The pilot views the flight using virtual reality glasses (7) or, failing that, using a system of digital screens in front of the pilot and/or at the sides of the pilot. The virtual reality glasses (7) can be any glasses capable of performing the functions required for the recreation of a digital scenario, preferably being wireless to avoid cables. In the event of the presence of cables, they must be connected to the virtual reality glasses (7) within the minor arc (43). Depending on the movements of the control (4) and the parameters of the simulated flight, the control system (6) coherently modifies the inclination of the arcs (42,43) as well as the images shown by the glasses (7) so that they correspond to the pilot's response in flight.

At one or more points of the support (2) - arches (42,43) - base (41) connection, shock absorbers, such as springs, can be arranged, which reduce the power that the actuators need to make to reduce vibrations or rebound movements (for example, braking) and thus be able to adjust to the objective of realism.
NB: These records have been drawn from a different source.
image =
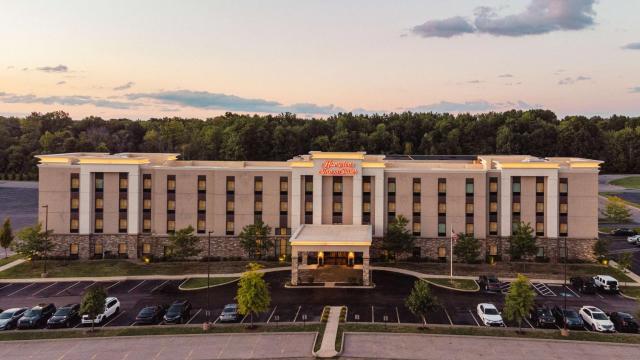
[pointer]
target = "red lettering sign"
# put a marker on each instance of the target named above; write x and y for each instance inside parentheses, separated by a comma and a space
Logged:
(338, 168)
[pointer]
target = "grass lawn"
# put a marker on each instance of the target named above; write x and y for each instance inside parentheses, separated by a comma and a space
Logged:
(12, 258)
(500, 332)
(200, 283)
(461, 284)
(97, 268)
(629, 182)
(155, 330)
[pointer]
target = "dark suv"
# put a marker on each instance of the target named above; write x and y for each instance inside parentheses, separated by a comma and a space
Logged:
(178, 313)
(585, 285)
(36, 317)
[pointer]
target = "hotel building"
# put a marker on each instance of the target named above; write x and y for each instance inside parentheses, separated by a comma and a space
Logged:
(324, 207)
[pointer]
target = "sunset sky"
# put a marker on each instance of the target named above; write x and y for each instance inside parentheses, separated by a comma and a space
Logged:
(142, 59)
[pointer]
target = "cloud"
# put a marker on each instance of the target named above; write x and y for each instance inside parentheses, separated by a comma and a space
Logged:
(539, 17)
(124, 86)
(632, 46)
(208, 100)
(71, 100)
(446, 28)
(54, 69)
(570, 80)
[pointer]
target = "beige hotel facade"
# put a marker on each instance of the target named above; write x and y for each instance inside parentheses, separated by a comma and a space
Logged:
(324, 207)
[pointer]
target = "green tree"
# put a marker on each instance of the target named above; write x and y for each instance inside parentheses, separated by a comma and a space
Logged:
(6, 235)
(398, 238)
(183, 243)
(93, 303)
(467, 248)
(420, 301)
(523, 243)
(519, 300)
(616, 211)
(32, 241)
(253, 292)
(255, 240)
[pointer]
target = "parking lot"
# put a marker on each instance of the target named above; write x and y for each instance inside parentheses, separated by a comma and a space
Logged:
(383, 304)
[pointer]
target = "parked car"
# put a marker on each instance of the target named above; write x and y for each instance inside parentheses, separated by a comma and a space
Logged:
(583, 284)
(150, 315)
(489, 283)
(541, 316)
(178, 313)
(569, 317)
(489, 315)
(36, 317)
(606, 283)
(624, 322)
(9, 318)
(596, 319)
(65, 316)
(111, 307)
(623, 232)
(229, 313)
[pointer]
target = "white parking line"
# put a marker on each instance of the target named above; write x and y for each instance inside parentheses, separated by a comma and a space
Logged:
(159, 286)
(194, 315)
(297, 312)
(474, 318)
(447, 313)
(22, 288)
(65, 289)
(113, 318)
(273, 312)
(133, 288)
(43, 289)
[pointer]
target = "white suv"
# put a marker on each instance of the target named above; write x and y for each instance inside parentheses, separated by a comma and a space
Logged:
(111, 307)
(596, 319)
(606, 283)
(489, 315)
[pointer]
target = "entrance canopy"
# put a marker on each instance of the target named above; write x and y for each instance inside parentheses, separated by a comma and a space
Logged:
(332, 235)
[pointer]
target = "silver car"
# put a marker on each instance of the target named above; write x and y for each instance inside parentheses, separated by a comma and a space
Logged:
(229, 313)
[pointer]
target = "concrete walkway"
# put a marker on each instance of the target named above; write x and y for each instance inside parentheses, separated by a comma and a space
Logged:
(328, 346)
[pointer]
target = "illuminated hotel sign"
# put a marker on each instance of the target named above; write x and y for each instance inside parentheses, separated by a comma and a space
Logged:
(338, 168)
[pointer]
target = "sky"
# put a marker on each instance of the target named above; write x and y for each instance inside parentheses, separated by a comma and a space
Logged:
(143, 59)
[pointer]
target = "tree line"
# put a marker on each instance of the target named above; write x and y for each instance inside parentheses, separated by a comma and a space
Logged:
(616, 139)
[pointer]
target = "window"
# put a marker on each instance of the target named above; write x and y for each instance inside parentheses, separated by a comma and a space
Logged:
(468, 229)
(391, 207)
(442, 208)
(469, 209)
(122, 248)
(171, 184)
(416, 207)
(564, 208)
(515, 207)
(171, 225)
(442, 252)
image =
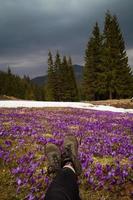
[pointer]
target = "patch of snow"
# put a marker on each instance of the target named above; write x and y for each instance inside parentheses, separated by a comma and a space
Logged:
(42, 104)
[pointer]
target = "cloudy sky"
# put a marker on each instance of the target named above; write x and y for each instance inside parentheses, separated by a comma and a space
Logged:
(29, 28)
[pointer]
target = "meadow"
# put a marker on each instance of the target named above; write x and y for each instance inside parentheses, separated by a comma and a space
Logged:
(105, 150)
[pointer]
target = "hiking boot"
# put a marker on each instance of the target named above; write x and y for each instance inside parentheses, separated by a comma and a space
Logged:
(70, 153)
(54, 158)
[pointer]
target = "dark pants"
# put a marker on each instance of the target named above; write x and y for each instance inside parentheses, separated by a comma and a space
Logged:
(64, 186)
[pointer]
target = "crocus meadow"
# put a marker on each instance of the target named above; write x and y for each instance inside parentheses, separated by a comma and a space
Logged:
(105, 149)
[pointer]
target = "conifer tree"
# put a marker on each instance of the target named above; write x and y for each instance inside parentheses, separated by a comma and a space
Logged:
(93, 68)
(57, 71)
(72, 82)
(50, 91)
(118, 77)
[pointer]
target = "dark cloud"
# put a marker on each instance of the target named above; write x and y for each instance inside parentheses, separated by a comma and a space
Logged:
(29, 28)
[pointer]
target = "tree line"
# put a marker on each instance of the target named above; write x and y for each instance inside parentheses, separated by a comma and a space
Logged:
(61, 83)
(21, 88)
(106, 73)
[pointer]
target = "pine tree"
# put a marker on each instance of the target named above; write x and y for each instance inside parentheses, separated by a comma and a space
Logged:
(65, 80)
(72, 82)
(50, 91)
(93, 69)
(57, 71)
(118, 77)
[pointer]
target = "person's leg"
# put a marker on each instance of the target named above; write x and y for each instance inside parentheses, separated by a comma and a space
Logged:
(64, 186)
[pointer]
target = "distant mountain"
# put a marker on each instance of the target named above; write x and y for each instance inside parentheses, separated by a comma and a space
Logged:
(41, 80)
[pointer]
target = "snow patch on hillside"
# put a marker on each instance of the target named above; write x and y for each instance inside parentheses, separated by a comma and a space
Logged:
(42, 104)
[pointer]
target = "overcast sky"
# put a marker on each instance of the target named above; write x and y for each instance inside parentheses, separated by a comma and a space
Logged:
(29, 28)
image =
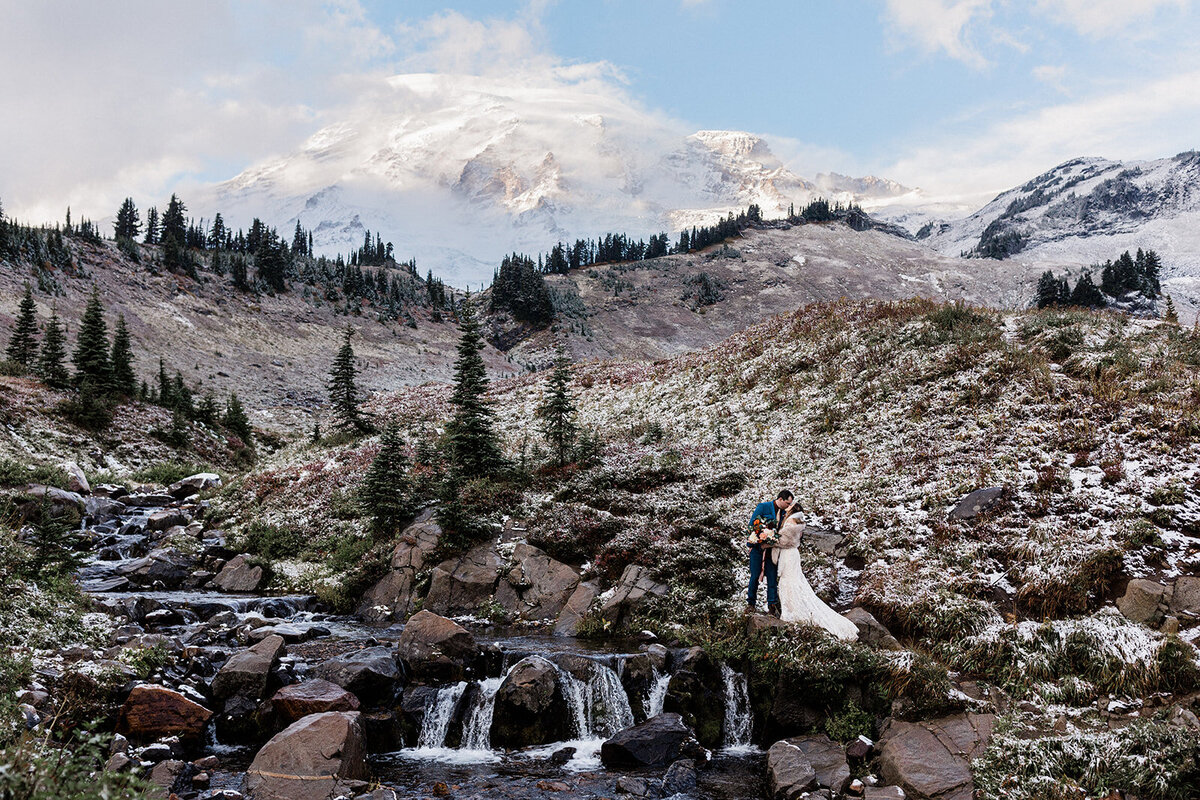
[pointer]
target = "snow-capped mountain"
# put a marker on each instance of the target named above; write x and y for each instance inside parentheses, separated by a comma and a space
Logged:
(459, 169)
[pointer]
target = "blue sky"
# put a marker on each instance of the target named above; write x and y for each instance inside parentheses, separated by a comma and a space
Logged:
(963, 97)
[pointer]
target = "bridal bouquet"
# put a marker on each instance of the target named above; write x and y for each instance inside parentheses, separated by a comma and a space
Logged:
(763, 533)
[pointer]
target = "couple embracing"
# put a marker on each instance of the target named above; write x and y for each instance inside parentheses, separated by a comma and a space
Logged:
(774, 535)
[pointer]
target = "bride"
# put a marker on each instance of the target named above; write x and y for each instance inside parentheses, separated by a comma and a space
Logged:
(796, 596)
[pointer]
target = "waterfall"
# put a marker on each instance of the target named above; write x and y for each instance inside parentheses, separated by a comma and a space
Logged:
(438, 715)
(658, 693)
(738, 720)
(477, 727)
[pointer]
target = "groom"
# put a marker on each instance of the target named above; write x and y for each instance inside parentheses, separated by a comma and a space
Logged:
(760, 560)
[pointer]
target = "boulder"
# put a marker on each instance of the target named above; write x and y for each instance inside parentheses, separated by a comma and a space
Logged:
(370, 673)
(635, 585)
(151, 711)
(529, 707)
(313, 758)
(315, 696)
(461, 585)
(658, 741)
(246, 673)
(1141, 600)
(931, 759)
(576, 606)
(537, 587)
(391, 597)
(239, 576)
(976, 503)
(436, 649)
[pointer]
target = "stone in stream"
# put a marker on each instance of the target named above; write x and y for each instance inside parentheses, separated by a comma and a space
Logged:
(371, 673)
(436, 649)
(531, 708)
(315, 696)
(658, 741)
(246, 672)
(931, 759)
(317, 757)
(239, 575)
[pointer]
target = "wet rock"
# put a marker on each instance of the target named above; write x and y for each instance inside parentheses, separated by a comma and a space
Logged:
(976, 503)
(315, 696)
(313, 758)
(391, 597)
(151, 711)
(635, 587)
(933, 759)
(246, 672)
(658, 741)
(1140, 602)
(529, 707)
(239, 576)
(537, 587)
(436, 649)
(370, 673)
(462, 585)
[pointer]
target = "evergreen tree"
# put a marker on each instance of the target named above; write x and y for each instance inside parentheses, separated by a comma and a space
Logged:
(127, 224)
(237, 421)
(474, 449)
(385, 493)
(52, 360)
(90, 358)
(23, 344)
(343, 392)
(124, 380)
(557, 411)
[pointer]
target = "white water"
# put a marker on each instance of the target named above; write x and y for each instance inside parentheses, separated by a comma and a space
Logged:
(738, 720)
(438, 715)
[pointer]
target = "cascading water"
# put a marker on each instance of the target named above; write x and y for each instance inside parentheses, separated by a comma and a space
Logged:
(438, 715)
(738, 719)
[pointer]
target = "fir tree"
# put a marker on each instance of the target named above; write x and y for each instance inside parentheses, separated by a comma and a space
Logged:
(23, 344)
(343, 392)
(52, 360)
(474, 449)
(557, 411)
(125, 383)
(90, 358)
(385, 493)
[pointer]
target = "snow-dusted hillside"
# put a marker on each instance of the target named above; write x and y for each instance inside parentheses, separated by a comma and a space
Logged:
(1087, 210)
(460, 169)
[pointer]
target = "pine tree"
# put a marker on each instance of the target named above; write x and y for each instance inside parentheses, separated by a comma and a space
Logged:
(90, 358)
(125, 383)
(474, 449)
(385, 493)
(343, 392)
(557, 411)
(237, 421)
(52, 360)
(23, 344)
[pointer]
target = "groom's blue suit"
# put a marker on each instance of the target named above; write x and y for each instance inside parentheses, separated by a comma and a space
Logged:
(760, 560)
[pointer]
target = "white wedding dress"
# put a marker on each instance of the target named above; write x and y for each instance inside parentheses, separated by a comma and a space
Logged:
(797, 600)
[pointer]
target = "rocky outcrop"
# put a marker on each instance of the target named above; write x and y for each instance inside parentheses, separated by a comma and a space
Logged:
(529, 707)
(635, 587)
(239, 576)
(391, 597)
(370, 673)
(461, 585)
(151, 711)
(436, 649)
(315, 758)
(537, 587)
(931, 761)
(658, 741)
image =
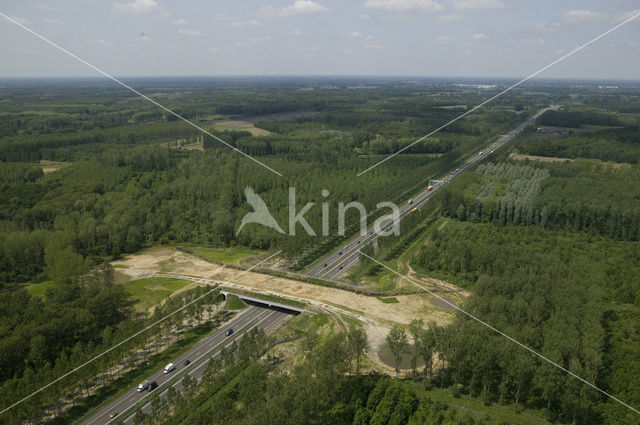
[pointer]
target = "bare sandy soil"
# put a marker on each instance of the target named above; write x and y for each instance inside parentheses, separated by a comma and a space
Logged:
(242, 126)
(522, 157)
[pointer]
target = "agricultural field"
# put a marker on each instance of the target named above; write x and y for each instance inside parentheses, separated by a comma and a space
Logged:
(118, 214)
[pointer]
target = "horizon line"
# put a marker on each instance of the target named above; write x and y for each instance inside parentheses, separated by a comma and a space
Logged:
(334, 76)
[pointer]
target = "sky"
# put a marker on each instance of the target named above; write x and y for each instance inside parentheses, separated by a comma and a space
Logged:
(450, 38)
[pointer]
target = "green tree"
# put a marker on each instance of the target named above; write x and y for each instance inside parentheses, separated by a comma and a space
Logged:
(397, 342)
(358, 344)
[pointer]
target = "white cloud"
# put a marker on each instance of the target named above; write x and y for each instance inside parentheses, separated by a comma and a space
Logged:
(375, 46)
(297, 8)
(303, 6)
(21, 21)
(477, 4)
(235, 20)
(575, 16)
(189, 33)
(102, 42)
(621, 17)
(553, 26)
(404, 5)
(136, 6)
(447, 19)
(532, 42)
(261, 39)
(443, 39)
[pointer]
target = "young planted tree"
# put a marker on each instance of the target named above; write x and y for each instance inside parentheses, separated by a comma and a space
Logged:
(397, 341)
(358, 343)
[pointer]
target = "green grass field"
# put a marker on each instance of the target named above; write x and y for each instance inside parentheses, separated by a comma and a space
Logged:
(151, 291)
(389, 300)
(232, 256)
(234, 303)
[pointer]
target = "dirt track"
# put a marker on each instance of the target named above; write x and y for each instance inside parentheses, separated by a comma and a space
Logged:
(379, 317)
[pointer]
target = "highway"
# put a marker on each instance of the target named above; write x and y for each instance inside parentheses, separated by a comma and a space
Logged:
(199, 355)
(338, 262)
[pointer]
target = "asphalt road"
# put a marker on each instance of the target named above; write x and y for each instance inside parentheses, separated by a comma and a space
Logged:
(199, 355)
(338, 262)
The simulator may incorporate other elements that facilitate the pilot's immersive sensation, such as a fan system with a fixed base that simulates the wind, a tracking of the position of the hands on the bar (3) that allows the control system (6) to represent the pilot's hands within the virtual environment, as well as other support systems for the actuators responsible for moving the mobile part of the structure. A locking system for one of the arches (42,43) may also be provided to restrict movements in flight scenarios where such movements are not necessary.

Claims (1)

1- Delta wing flight simulator, comprising a structure (1) with a base (41) and two folding arches (42,43), by means of actuators articulated at the base (41), according to coplanar and perpendicular axes between them, and joined by a sliding crosspiece (44), located at the intersection of both arches (42,43); a support (2) for a pilot attached to the crosspiece (44); a bar (3) or delta wing triangle attached to the crosspiece (44) remaining in front of the support (2); a control (4) that sensors the movement of the support (2); a control system (6) that, based on the simulated flight parameters and the movements of the pilot detected by the control (4), acts on the digital simulation and operates the actuators, and a display system for the pilot. 2- Hang glider flight simulator, according to claim 1, characterized in that the display system consists of virtual reality glasses (7). 3- Delta wing flight simulator, according to claim 1, characterized in that it comprises a series of elastic fasteners attached to the support (2) and the base (41). 4- Hang gliding flight simulator, according to claim 1, characterized in that the support (2) is a harness or a bag. 5- Hang glider flight simulator, according to claim 1, characterized in that it comprises sensors for tracking the position of the hands on the bar (3), and the control system (6) is configured to represent the pilot's hands within the virtual environment. 6- Delta wing flight simulator, according to claim 1, characterized in that it comprises fixed base fans on the perimeter of the base (41).